Let's say that your pipeline writes data to Hadoop Distributed File System (HDFS). By default, the Hadoop FS destination creates a complex set of directories for output files and late record files, keeping files open for writing based on stage configuration. That's great, but once the files are complete, you'd like the files moved to a different location. And while you're at it, it would be nice to set the permissions for the written files.

So what do you do?

Add an event stream to the pipeline to manage output files when the Hadoop FS destination is done writing them. Then, use the HDFS File Metadata executor in the event stream.
Note: If you prefer, instead of using the Hadoop FS destination with the HDFS File Metadata executor, you can use the Local FS destination with the HDFS File Metadata executor or the MapR FS destination with the MapR FS File Metadata executor.

Here's a pipeline that reads from a database using JDBC, performs some processing, and writes to HDFS:

  1. To add an event stream, first configure Hadoop FS to generate events:

    On the General tab of the Hadoop FS destination, select the Produce Events property.

    Now, the event output stream becomes available, and Hadoop FS generates an event record each time it closes an output file. The Hadoop FS event record includes fields for the file name, path, and size.

  2. Connect the Hadoop FS event output stream to a HDFS File Metadata executor.

    Now, each time the HDFS File Metadata executor receives an event, it triggers the tasks that you configure it to run.

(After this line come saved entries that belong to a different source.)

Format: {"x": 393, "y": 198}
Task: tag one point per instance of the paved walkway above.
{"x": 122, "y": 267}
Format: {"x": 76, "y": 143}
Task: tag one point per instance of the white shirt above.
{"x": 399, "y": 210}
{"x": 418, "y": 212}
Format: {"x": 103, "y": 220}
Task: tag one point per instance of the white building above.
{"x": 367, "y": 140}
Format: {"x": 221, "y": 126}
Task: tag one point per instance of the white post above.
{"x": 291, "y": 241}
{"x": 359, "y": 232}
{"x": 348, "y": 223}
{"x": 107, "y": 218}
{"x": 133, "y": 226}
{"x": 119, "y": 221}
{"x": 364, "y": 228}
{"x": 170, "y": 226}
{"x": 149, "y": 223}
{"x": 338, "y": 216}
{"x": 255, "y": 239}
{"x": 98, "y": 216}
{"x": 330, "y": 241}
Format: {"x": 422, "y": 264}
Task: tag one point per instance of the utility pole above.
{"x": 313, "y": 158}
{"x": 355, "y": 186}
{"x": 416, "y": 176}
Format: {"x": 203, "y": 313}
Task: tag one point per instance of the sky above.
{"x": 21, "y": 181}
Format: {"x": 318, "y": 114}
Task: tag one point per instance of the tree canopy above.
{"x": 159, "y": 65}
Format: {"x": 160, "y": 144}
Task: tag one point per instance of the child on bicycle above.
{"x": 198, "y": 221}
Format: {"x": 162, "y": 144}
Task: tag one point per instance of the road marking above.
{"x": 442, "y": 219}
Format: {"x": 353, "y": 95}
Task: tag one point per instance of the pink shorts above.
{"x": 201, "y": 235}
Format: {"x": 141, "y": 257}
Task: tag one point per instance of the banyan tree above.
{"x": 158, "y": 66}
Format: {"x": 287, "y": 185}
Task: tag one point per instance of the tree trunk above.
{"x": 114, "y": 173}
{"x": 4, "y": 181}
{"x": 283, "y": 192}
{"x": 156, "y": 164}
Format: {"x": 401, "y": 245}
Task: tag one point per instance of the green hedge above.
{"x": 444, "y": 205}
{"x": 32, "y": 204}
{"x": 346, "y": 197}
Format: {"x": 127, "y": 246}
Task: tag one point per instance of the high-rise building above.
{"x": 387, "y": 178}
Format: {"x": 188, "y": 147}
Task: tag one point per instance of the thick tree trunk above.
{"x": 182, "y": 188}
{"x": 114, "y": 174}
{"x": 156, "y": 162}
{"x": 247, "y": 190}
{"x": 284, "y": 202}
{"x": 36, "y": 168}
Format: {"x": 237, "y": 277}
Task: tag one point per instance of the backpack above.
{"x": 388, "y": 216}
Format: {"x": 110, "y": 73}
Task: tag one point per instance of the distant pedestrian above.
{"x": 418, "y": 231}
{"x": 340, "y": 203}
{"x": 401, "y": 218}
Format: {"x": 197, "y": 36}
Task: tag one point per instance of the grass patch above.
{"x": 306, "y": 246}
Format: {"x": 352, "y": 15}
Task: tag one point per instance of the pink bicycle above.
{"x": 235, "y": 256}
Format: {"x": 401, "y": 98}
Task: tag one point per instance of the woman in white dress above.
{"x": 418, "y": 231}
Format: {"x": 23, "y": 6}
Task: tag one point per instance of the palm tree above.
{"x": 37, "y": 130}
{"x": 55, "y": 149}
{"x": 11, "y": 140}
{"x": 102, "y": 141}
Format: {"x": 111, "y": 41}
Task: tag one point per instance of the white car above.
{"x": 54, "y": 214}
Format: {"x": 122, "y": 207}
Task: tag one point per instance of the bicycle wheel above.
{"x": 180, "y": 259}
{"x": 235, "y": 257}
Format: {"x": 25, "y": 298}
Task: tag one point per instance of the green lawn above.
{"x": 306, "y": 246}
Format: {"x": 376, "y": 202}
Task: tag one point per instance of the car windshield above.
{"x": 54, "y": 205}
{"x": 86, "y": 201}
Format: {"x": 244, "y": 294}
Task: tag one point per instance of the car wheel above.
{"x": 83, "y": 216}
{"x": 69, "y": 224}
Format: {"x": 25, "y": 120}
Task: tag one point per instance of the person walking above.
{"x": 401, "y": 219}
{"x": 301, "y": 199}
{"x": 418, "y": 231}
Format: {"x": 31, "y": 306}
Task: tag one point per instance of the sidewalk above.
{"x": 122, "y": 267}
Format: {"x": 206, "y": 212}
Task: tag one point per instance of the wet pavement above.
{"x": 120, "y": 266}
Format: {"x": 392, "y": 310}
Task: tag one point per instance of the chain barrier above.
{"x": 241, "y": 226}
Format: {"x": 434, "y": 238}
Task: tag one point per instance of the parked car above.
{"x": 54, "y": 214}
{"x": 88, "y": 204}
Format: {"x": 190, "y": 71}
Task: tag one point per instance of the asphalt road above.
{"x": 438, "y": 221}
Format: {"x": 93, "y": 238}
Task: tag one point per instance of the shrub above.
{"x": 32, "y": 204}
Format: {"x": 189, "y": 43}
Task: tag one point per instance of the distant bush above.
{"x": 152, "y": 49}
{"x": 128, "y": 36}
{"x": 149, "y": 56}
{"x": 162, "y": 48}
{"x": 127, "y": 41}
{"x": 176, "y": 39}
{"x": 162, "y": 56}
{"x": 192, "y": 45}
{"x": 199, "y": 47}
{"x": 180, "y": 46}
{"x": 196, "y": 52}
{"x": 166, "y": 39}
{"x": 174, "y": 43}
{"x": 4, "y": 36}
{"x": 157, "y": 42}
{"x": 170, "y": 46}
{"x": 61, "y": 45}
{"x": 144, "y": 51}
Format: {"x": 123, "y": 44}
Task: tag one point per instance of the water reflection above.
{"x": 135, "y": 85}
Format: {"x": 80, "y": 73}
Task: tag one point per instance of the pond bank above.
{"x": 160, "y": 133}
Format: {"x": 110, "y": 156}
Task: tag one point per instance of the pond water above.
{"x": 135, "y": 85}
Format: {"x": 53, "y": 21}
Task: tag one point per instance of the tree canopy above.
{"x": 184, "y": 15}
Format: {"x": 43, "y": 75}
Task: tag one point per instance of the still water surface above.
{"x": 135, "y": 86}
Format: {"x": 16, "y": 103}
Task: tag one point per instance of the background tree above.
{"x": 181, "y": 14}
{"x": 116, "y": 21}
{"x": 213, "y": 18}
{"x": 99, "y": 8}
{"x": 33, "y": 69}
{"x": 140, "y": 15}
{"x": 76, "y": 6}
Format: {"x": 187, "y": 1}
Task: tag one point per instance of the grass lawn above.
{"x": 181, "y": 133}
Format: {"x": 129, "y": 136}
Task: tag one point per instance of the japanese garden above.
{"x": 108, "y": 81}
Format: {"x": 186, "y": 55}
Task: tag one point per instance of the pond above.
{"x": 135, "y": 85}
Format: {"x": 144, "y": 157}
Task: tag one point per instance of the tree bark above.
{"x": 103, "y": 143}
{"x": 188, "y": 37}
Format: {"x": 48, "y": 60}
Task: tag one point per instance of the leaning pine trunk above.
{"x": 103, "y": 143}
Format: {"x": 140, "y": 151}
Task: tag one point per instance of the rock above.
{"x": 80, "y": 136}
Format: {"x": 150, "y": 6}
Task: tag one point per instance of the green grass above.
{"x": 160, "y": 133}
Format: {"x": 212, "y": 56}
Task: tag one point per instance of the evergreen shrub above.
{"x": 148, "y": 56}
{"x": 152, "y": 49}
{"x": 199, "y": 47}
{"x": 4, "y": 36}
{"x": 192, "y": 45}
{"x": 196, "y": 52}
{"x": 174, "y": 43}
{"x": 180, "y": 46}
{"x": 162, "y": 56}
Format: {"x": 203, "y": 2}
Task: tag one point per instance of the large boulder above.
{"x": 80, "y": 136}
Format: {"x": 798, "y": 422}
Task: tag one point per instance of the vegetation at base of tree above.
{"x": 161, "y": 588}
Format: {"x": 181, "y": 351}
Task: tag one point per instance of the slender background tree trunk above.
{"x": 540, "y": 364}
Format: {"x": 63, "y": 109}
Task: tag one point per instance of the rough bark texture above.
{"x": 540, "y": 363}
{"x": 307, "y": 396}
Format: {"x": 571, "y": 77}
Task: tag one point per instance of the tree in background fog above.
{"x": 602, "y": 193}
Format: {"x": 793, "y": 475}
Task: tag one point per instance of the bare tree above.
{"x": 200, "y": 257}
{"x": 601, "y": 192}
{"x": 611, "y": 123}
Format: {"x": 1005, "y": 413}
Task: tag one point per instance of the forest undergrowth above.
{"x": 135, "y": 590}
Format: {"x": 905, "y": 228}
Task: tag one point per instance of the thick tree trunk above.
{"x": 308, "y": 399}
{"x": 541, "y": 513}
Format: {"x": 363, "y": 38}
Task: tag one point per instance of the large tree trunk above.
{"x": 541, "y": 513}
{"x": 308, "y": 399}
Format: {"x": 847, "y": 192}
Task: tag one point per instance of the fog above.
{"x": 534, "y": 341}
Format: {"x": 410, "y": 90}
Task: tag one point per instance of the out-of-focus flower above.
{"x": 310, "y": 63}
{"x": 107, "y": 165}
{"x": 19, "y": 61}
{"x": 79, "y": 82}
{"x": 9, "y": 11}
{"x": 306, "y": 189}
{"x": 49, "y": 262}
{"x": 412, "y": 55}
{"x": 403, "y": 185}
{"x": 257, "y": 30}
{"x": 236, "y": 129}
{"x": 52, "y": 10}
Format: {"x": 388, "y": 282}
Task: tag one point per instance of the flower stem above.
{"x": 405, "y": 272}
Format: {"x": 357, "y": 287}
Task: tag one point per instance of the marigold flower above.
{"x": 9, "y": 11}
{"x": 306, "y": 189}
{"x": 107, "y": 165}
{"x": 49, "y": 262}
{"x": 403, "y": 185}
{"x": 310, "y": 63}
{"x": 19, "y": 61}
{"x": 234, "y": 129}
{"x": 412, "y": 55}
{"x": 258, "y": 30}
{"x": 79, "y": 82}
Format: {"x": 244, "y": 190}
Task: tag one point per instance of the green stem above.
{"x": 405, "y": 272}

  3. Configure the HDFS File Metadata executor to move the files to the directory that you want and set the permissions for the file.

    In the HDFS File Metadata executor, configure the HDFS configuration details on the HDFS tab. Then, on the Tasks tab, select Change Metadata on Existing File configure the changes that you want to make.

    In this case, you want to move files to /new/location, and set the file permissions to 0440 to allow the user and group read access to the files:

With this event stream added to the pipeline, each time the Hadoop FS destination closes a file, it generates an event record. When the HDFS File Metadata executor receives the event record, it moves the file and sets the file permissions. No muss, no fuss.